4.4 - Protein annotation with `BLAST`-like methods¶

time

Teaching: 20 minutes
Teaching: 30 minutes

Objectives and Key points

Objectives¶

Know how to run a protein sequence classification using BLASTp
Know how to run a protein sequence classification using diamond
Understand the differences between these tools and when one might be more appropriate than the other.

Refresher on the `BLAST` algorithm¶

We have covered the major concepts behind the BLAST approach to sequence classification in level 1 training (materials here) so will not be covering this in detail today.

However, as a general refresher, remember that the BLAST algorithm approaches sequence classification by comparing small sections of a query sequence to a reference database, and extending the matches where they are found.

Review of BLAST steps

Where matches are found, BLAST then extends the ends of the seed one position at a time and assesses how well the seed continues to match the targets.

Matches and mismatches are recorded and the seed extenstion continues.

BLAST is also able to introduce insertions to preserve a match between query and target sequences.

In the level 1 training we applied this to nucleotide sequence data, and in practice there is very little difference BLAST-ing against nucleotide or protein sequences.

What's the difference?

Behind the scenes, BLAST uses different seed sizes for its initial matching, as protein sequences are typically shorter than nucleotide sequences and are more information-rich.
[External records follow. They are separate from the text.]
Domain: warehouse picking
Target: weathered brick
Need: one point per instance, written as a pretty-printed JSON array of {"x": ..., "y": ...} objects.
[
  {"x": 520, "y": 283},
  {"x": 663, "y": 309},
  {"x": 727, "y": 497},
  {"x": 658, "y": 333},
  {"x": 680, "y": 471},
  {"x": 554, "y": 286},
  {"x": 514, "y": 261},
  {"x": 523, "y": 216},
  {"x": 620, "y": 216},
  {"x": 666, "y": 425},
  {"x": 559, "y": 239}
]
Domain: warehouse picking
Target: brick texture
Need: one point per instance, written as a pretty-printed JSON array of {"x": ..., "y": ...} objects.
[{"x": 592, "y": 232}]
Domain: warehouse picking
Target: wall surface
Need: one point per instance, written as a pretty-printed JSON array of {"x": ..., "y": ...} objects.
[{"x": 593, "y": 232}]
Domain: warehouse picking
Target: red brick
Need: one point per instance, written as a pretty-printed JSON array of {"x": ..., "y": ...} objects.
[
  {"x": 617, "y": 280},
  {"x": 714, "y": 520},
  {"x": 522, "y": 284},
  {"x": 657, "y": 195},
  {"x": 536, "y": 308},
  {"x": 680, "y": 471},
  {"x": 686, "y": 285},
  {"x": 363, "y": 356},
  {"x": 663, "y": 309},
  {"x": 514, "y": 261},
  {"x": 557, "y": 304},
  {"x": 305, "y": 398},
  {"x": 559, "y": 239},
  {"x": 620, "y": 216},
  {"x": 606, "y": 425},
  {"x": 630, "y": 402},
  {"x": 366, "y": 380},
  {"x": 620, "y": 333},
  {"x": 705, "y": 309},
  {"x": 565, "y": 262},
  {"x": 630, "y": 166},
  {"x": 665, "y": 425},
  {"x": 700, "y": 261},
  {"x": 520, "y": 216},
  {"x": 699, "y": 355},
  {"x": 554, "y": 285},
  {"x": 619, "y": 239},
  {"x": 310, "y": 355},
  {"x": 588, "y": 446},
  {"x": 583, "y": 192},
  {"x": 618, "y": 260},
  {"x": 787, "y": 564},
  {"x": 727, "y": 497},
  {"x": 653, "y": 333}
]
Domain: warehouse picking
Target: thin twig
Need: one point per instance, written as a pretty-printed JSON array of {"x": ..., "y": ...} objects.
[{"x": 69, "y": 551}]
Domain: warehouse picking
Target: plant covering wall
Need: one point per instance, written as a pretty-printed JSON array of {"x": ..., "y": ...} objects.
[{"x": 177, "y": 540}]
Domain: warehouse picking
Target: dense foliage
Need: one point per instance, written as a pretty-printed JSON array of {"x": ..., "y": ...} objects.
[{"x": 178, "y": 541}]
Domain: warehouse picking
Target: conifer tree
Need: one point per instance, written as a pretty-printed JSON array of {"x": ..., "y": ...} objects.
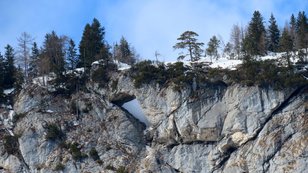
[
  {"x": 212, "y": 49},
  {"x": 273, "y": 35},
  {"x": 24, "y": 42},
  {"x": 254, "y": 41},
  {"x": 123, "y": 52},
  {"x": 188, "y": 40},
  {"x": 92, "y": 45},
  {"x": 286, "y": 44},
  {"x": 236, "y": 40},
  {"x": 33, "y": 64},
  {"x": 302, "y": 30},
  {"x": 9, "y": 67},
  {"x": 2, "y": 70},
  {"x": 292, "y": 32},
  {"x": 72, "y": 55},
  {"x": 53, "y": 50}
]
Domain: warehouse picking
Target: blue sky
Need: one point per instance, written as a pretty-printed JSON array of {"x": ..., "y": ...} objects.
[{"x": 149, "y": 25}]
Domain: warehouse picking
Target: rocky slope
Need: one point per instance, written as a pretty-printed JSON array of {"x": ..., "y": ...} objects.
[{"x": 216, "y": 128}]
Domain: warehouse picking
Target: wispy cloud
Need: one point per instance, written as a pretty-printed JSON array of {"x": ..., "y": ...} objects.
[{"x": 150, "y": 26}]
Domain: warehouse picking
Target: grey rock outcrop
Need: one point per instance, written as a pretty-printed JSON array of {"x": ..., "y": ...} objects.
[{"x": 215, "y": 128}]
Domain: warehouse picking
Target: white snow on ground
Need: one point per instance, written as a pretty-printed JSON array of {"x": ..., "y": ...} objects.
[
  {"x": 8, "y": 91},
  {"x": 225, "y": 63},
  {"x": 41, "y": 79},
  {"x": 11, "y": 115},
  {"x": 49, "y": 111},
  {"x": 219, "y": 63},
  {"x": 134, "y": 108},
  {"x": 123, "y": 66}
]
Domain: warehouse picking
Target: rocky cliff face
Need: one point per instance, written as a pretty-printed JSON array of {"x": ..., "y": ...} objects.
[{"x": 216, "y": 128}]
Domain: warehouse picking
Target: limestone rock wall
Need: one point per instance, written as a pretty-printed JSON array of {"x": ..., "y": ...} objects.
[{"x": 213, "y": 129}]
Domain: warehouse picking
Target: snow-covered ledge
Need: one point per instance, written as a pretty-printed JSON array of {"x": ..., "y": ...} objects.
[{"x": 134, "y": 108}]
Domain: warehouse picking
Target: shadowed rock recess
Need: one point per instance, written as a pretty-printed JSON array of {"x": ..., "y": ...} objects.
[{"x": 210, "y": 130}]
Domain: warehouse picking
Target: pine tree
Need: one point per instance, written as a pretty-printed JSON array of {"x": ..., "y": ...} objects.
[
  {"x": 293, "y": 32},
  {"x": 53, "y": 50},
  {"x": 33, "y": 64},
  {"x": 302, "y": 30},
  {"x": 2, "y": 70},
  {"x": 273, "y": 35},
  {"x": 228, "y": 50},
  {"x": 92, "y": 46},
  {"x": 213, "y": 46},
  {"x": 254, "y": 41},
  {"x": 236, "y": 40},
  {"x": 188, "y": 40},
  {"x": 72, "y": 55},
  {"x": 286, "y": 44},
  {"x": 124, "y": 53},
  {"x": 24, "y": 42},
  {"x": 9, "y": 67}
]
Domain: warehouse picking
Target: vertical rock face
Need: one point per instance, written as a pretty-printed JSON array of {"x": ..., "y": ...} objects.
[{"x": 213, "y": 129}]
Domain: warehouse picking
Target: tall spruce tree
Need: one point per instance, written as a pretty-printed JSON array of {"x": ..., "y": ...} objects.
[
  {"x": 292, "y": 32},
  {"x": 72, "y": 55},
  {"x": 9, "y": 67},
  {"x": 302, "y": 30},
  {"x": 24, "y": 42},
  {"x": 92, "y": 45},
  {"x": 254, "y": 41},
  {"x": 123, "y": 52},
  {"x": 53, "y": 50},
  {"x": 236, "y": 40},
  {"x": 273, "y": 35},
  {"x": 33, "y": 64},
  {"x": 188, "y": 40},
  {"x": 2, "y": 70},
  {"x": 286, "y": 44},
  {"x": 212, "y": 49}
]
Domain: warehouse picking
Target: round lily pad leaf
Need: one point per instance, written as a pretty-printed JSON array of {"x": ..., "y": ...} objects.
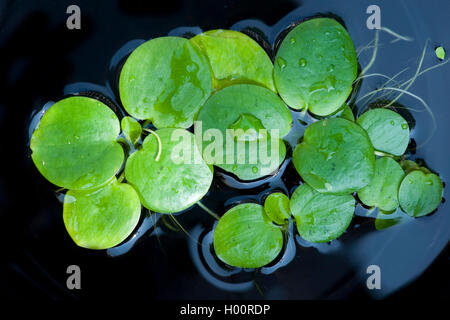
[
  {"x": 382, "y": 191},
  {"x": 420, "y": 193},
  {"x": 101, "y": 218},
  {"x": 315, "y": 66},
  {"x": 277, "y": 208},
  {"x": 346, "y": 113},
  {"x": 245, "y": 238},
  {"x": 336, "y": 156},
  {"x": 169, "y": 173},
  {"x": 74, "y": 145},
  {"x": 165, "y": 80},
  {"x": 321, "y": 217},
  {"x": 240, "y": 129},
  {"x": 409, "y": 165},
  {"x": 388, "y": 131},
  {"x": 235, "y": 58},
  {"x": 131, "y": 129}
]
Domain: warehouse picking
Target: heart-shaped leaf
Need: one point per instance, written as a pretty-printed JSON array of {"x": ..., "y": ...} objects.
[
  {"x": 169, "y": 173},
  {"x": 101, "y": 218},
  {"x": 165, "y": 80},
  {"x": 240, "y": 129},
  {"x": 382, "y": 191},
  {"x": 336, "y": 156},
  {"x": 388, "y": 131},
  {"x": 321, "y": 217}
]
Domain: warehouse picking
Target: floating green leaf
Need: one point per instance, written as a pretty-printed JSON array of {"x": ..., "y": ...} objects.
[
  {"x": 315, "y": 66},
  {"x": 382, "y": 191},
  {"x": 420, "y": 193},
  {"x": 245, "y": 238},
  {"x": 277, "y": 208},
  {"x": 440, "y": 53},
  {"x": 247, "y": 123},
  {"x": 321, "y": 217},
  {"x": 101, "y": 218},
  {"x": 131, "y": 129},
  {"x": 169, "y": 173},
  {"x": 388, "y": 131},
  {"x": 336, "y": 156},
  {"x": 165, "y": 80},
  {"x": 74, "y": 145},
  {"x": 235, "y": 58}
]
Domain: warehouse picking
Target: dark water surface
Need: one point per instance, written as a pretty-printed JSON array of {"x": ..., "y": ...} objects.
[{"x": 42, "y": 61}]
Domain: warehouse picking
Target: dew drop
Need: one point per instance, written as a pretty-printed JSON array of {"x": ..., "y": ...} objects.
[
  {"x": 302, "y": 62},
  {"x": 281, "y": 63}
]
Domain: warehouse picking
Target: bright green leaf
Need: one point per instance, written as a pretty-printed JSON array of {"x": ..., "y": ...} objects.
[
  {"x": 388, "y": 131},
  {"x": 385, "y": 221},
  {"x": 321, "y": 217},
  {"x": 74, "y": 145},
  {"x": 101, "y": 218},
  {"x": 315, "y": 66},
  {"x": 169, "y": 177},
  {"x": 131, "y": 129},
  {"x": 256, "y": 111},
  {"x": 245, "y": 238},
  {"x": 235, "y": 58},
  {"x": 165, "y": 80},
  {"x": 277, "y": 208},
  {"x": 382, "y": 191},
  {"x": 336, "y": 156},
  {"x": 420, "y": 193}
]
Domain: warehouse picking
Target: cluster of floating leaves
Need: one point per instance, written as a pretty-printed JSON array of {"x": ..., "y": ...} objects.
[{"x": 224, "y": 80}]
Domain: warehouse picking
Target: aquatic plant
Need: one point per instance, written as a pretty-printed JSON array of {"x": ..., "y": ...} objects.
[{"x": 222, "y": 85}]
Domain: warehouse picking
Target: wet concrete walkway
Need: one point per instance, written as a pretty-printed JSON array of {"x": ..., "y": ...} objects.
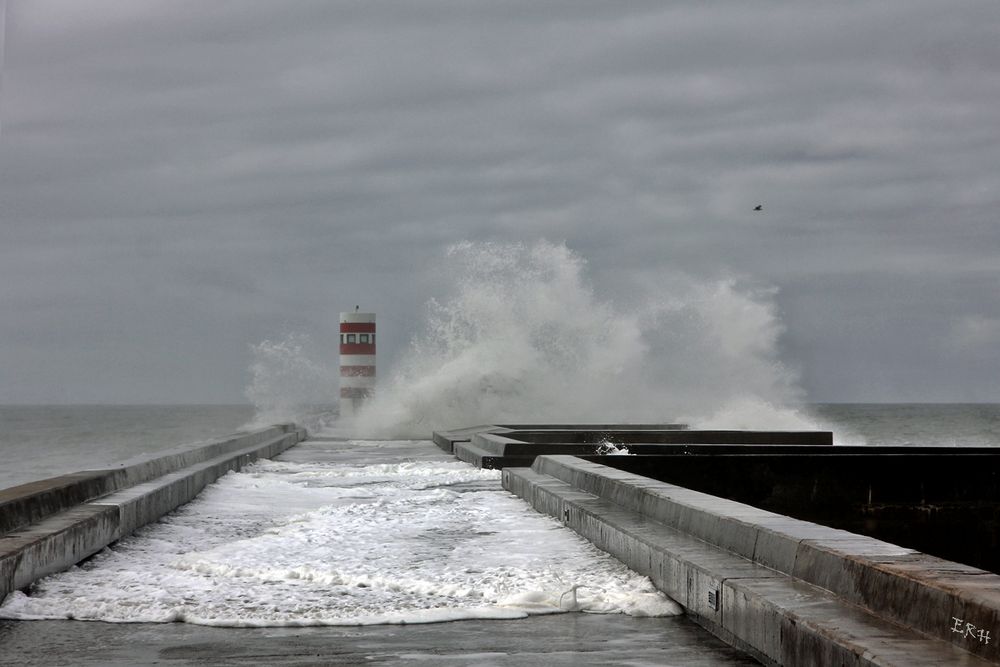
[{"x": 576, "y": 639}]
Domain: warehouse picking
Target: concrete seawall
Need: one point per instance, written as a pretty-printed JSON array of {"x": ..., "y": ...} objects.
[
  {"x": 49, "y": 525},
  {"x": 789, "y": 592}
]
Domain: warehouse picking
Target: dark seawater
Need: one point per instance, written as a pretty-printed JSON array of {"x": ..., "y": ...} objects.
[
  {"x": 44, "y": 441},
  {"x": 917, "y": 424},
  {"x": 48, "y": 440}
]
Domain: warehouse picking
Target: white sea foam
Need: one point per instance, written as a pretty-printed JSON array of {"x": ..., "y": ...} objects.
[
  {"x": 285, "y": 544},
  {"x": 523, "y": 338}
]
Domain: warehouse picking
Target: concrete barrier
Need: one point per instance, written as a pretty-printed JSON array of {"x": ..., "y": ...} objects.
[
  {"x": 62, "y": 521},
  {"x": 787, "y": 591}
]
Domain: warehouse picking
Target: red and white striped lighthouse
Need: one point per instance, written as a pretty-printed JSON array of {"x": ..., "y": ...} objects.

There is also a different weighting system applied when evaluating the match between query and target positions to account for whether or not the amino acid residues being compared are identical, or if their chemistry is similar. Similar to the case with BLASTn the scoring system is based on real-world observations of amino acid substitution rates, but is more complex to allow for the differing charge, size, and polarity of the amino acids.

Annotating proteins using `BLASTp`¶

As already mentioned, performing BLAST for protein sequences is very similar to the case for nucleotide sequences. The two differences are that we need to substitute the blastn exectuable with the blastp version, and point out command towards a reference database of protein sequences. We still load the same modules are for a nucleotide BLAST, there are just a few parts of the slurm script which need to change from the last time we ran this job.

Using BLAST databases

If you recall the level 1 traning, you will remember that NeSI periodically download and store NCBI BLAST databases in a common location, accessed through the BLASTDB/YYYY-MM module series.

Protein BLAST searches are significantly slower than nucleotide searches, so we will not be using this resource today as the queue and run times for the jobs we would need to run are not practical for the workshop today. We will instead use a local version of the UniProt SwissProt database which is much smaller.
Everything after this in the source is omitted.